Today we deal with a far different case. Article IX, section 8 does not prescribe a ministerial duty nor any consequence capable of self-execution. Nor does it prescribe a process for accomplishing some goal the achievement of which requires literal compliance with every step. Rather we have a direction to the Legislature to enact laws during a certain period. Nowhere does it state the consequence of failure to comply. To conclude that failure results in the repeal by inaction of the statutes sought to be replaced, the majority must infer a consequence that the Constitution does not provide.

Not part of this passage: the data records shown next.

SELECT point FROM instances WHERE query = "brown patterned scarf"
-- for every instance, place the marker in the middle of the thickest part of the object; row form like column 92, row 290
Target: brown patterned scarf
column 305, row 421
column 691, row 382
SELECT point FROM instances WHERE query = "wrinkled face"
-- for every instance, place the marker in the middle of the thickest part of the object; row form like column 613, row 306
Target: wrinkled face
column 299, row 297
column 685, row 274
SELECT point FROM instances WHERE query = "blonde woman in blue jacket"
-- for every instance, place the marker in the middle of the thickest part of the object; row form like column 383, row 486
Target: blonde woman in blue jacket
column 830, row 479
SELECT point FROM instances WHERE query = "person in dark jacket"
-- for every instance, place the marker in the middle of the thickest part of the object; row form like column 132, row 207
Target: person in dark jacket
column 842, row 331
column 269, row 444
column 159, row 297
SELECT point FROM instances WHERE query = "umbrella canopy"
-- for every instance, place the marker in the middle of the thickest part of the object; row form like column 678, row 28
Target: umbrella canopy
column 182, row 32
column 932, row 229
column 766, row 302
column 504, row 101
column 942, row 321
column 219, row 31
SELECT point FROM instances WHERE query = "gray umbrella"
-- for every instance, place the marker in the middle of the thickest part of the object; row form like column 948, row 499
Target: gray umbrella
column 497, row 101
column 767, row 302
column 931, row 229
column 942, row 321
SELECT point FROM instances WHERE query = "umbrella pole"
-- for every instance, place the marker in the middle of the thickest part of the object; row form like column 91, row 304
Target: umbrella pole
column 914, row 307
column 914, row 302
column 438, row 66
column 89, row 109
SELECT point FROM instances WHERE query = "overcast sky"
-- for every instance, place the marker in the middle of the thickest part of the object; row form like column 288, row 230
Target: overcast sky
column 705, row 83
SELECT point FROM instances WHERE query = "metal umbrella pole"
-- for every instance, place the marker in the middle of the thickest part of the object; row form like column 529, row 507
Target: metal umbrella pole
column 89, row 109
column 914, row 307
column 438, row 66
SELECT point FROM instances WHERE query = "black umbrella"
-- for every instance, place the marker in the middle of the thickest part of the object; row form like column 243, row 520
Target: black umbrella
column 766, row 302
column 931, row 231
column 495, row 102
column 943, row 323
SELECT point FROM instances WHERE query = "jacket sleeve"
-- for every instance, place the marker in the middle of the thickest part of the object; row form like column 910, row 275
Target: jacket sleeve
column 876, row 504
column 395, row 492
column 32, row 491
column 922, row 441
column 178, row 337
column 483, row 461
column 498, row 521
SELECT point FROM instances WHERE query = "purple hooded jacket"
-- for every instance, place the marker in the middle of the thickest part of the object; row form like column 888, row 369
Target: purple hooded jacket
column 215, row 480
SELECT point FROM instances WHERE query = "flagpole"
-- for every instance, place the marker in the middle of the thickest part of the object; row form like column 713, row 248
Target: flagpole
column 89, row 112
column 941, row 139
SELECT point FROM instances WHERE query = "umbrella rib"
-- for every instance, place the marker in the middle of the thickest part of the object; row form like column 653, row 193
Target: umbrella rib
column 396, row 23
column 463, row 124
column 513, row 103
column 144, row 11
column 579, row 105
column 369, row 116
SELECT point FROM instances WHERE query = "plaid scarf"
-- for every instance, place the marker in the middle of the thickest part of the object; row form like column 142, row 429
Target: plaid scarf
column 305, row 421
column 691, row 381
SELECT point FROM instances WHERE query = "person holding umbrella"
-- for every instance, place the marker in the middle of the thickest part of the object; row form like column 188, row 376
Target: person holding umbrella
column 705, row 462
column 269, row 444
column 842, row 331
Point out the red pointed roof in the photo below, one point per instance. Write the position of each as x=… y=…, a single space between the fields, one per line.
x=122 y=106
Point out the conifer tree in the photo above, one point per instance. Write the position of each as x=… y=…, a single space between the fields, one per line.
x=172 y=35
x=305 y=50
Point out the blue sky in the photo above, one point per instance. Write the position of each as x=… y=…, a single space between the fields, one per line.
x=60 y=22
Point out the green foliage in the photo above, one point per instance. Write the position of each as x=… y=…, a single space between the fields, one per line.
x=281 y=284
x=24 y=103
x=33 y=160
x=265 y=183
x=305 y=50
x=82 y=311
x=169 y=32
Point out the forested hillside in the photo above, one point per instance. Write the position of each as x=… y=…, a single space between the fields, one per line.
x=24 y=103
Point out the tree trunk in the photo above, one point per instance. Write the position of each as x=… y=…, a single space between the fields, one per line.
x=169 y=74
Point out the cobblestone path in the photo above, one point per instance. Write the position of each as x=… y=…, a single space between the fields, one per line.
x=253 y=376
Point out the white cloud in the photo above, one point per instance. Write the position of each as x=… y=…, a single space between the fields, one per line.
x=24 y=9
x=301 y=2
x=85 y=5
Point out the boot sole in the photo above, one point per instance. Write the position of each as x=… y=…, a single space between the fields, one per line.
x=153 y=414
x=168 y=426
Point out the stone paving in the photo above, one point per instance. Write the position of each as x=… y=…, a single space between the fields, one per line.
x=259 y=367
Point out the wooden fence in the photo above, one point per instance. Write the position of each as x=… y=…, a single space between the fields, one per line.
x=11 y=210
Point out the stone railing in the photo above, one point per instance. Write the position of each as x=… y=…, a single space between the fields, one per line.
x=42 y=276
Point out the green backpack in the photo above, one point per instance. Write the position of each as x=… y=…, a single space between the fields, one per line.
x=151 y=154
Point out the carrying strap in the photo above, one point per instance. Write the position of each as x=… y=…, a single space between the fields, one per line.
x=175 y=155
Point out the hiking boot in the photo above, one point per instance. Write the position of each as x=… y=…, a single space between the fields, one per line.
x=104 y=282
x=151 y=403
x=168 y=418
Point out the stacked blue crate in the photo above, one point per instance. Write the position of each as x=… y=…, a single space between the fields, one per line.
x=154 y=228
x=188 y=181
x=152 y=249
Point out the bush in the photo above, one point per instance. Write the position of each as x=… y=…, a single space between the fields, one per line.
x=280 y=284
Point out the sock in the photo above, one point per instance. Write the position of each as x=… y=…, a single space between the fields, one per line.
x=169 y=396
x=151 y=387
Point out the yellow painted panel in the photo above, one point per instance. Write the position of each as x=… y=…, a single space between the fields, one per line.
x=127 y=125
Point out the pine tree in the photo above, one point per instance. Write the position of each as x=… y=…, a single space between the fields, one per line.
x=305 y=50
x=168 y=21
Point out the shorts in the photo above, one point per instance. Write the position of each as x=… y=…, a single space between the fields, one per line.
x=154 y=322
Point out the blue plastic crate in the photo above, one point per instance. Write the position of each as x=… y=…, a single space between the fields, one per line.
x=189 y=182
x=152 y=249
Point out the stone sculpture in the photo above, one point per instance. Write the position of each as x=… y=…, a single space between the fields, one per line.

The logic of the majority and the Commonwealth Court leads to the final conclusion that, because the Legislature failed to enact uniform legislation within the "mandated" period, it is prohibited from ever doing so. Action after the expiration of the two-year period would not be literal compliance with a "mandatory" command. That such an absurd result is the conclusion demonstrates the error of the premise. See Statutory Construction Act, 1 Pa.C.S. § 1922(1) (Special Pamphlet, 1973).

That error would be avoided if we heeded the advice of our great predecessor, Chief Justice Gibson: "A constitution is not to receive a technical construction, like a common-law instrument or a statute. It is to be interpreted so as to carry out the great principles of the government, not to defeat them; and, to that end, its commands as to the time or manner of performing an act are to be considered as merely directory whenever it is not said that the act shall be performed at the time or in the manner prescribed, and no other." Commonwealth v. Clark, 7 W. & S. 127, 133 (Pa. 1844).